Are Australian chains ready to enter the subscription economy?
Healthier food options are forecasted to 'experiment' with subscriptions this year.
The subscription business model — as used in streaming platforms, e-books, meal kits and the like — is starting to gain serious buzz in QSR industries across the world.
What most observers see as the current face of its potential for restaurant brands? Coffee.
In late February 2020, just before the pandemic started to impact the United States, Panera launched its US$8.99-per-month unlimited coffee offering, which currently boasts around half a million paid subscribers based on public information.
In September 2020, UK-based chains Pret A Manger and LEON announced the launch of their coffee subscription services in the same week.
“This is just the first step in our plan to bring Pret to more people. We now have the building blocks to establish Pret as a multichannel, digitally-led business, and the Pret Coffee Subscription is the first big launch we’re able to deliver through our new technology platform,” chief executive Pano Christou said in a statement at that time.
Pandemic-induced pains may have tipped the scales in consumers’ emerging appetite for these options. Going back to the U.S., Burger King had a monthly coffee subscription—a US$5-a-month, unlimited coffee service intended to promote a breakfast menu—launched way back in July 2019 but was widely reported to be cancelled in months.
Fast forward to 2022, Taco Bell erased the notion that subscriptions were only limited to drinks, welcoming the year with the “Taco Lover’s Pass”, allowing customers to use the app and redeem one taco a day for 30 consecutive days at participating U.S. locations for a one-time purchase of US$10 that can be re-purchased.
“It's a fun way to continue offering unique ways to reward our most loyal fans through our digital access points,” Taco Bell chief digital officer Zipporah Allen said in a media release.
Healthier food options forecasted to 'experiment' with subscriptions
Whilst observing subscription offerings in the QSR space with an in-store purchasing or dining experience are few and far between, The Point of Loyalty director Adam Posner believes some categories in Australia will experiment with subscriptions this year.
“My prediction is it will be those with healthier food options,” he said. For Posner, the core of a subscription proposition to members is about the amount of money saved based on a pattern of high frequency of purchase, also suggesting that companies considering food-based subscription offerings need to be “carefully balanced to healthy eating habits.”
“I think Taco Bell has opened up the eyes of many food-focused QSRs (rather than coffee-connected) to consider the viability of a subscription offering. However, QSRs would need to consider this strategy very carefully.”
“There might be other benefits and utility (time saved, decision energy dissipated). However, the core customer motivation is ‘Is it worth the effort, how much will I save if I am paying a subscription?’” he said.
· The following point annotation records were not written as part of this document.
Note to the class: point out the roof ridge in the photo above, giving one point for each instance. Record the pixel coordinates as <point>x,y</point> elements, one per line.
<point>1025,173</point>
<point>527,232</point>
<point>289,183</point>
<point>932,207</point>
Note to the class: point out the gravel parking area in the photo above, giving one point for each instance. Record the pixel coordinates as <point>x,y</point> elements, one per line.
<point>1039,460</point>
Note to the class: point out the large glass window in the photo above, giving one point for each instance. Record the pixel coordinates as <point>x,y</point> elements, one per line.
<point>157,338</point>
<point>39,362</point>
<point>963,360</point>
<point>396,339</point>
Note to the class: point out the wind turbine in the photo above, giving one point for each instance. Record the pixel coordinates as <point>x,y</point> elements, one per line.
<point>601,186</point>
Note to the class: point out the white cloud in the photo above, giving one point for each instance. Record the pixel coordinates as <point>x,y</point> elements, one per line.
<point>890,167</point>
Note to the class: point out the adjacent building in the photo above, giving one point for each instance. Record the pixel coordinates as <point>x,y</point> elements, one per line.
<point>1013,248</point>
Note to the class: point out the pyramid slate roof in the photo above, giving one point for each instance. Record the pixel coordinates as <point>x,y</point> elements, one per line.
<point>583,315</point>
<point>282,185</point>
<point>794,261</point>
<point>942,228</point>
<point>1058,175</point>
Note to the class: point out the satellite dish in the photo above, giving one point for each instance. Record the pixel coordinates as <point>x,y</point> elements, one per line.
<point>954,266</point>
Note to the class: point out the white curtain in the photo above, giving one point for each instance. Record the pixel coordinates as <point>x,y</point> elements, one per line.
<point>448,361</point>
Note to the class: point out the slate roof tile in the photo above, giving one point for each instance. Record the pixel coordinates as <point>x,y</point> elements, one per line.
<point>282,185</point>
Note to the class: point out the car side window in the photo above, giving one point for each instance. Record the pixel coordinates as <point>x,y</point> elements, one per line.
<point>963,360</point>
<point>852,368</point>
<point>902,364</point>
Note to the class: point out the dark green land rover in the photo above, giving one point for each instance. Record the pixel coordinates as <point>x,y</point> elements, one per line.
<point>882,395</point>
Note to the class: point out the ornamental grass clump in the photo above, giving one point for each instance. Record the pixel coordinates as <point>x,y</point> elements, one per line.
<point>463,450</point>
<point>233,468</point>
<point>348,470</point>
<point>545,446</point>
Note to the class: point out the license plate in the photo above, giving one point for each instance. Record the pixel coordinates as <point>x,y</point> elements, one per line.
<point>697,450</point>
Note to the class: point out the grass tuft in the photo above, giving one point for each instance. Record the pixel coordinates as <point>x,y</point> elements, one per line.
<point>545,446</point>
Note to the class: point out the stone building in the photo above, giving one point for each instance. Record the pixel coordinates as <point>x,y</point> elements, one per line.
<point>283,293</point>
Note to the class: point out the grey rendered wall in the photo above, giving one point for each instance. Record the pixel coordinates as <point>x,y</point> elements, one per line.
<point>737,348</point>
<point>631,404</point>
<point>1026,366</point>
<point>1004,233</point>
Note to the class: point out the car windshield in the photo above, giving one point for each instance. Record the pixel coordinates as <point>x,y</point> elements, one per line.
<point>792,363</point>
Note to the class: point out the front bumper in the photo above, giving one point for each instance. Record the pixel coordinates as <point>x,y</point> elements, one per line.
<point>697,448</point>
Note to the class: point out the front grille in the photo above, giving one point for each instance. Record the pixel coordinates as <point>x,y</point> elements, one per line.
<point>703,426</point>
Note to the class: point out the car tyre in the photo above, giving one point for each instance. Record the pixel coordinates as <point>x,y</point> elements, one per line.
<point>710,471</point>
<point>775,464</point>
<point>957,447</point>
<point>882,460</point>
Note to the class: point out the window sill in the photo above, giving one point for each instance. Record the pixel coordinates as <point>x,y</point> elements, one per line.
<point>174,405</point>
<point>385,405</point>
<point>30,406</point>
Aside from the obvious ability to supplement transactional purchases, Posner offers a six-point framework why subscription-based membership models are getting popular for certain businesses:
- Predicted revenue: Upfront and renewal revenue from subscription fee provide some predictive and sustained cash flow and more-informed budgeting
- Incremental revenue: Extra spend on products/services outside of those included in subscription
- Reason to interact and relate: Ongoing reason to communicate with subscribed members and if app-based a reason to engage digitally
- Retention (lower cost than acquisition): Retaining existing subscribed members tend to be at a lower cost than acquiring new members
- Referrals: New members generated from existing members who are enjoying the benefits
- Business intelligence incrementally improves: Member behaviour insights and segmentation accrue based on activity and interaction with the benefits provided
Making financial sense of subscription offerings
Posner also clarifies that the financials “need to make sense” before chains try their lot in building a subscription-based model, and a sustainable one at that.
“Answer the most important questions. Is a subscription offering right for our customers and our business? Is your business set up to manage a subscription offering?” he said, recommending brands to set up a subscription financial model ecosystem (including profit and loss, cash flow and balance sheet) with various “what-if” scenarios, pertaining to membership sign-ups, renewals, incremental spend and benefit costs.
Posner also recommends to ‘prove the value’ of the model internally and to members.
“Watch the numbers carefully. Show the business the value and ROI [return on investment],” he said. “Remind members of the benefits the subscription provides...For those members who are gaining immense value, celebrate this with them to reinforce the value – they will advocate. For those members who are not gaining value from a subscription, are you going to leave them alone or be proactive to motivate them to take action to benefit?”
This can also lead to what Posner has identified as “subscription guilt”, explained as the “feeling your subscribed member has when they are not gaining enough benefit or value from the subscription offering.”
He also encouraged brands to use social proof to highlight what members are saying and how other members are benefitting and warned against “being too successful”, referring to Pret receiving complaints last year over some promised beverages under the subscription deal being unavailable.
If retention is reducing, Posner says chains could provide an option of a lower tier or reduced level. At a store level, he also advises chains to ensure that team members “believe and buy-in to the subscription program to share the benefits to customers.”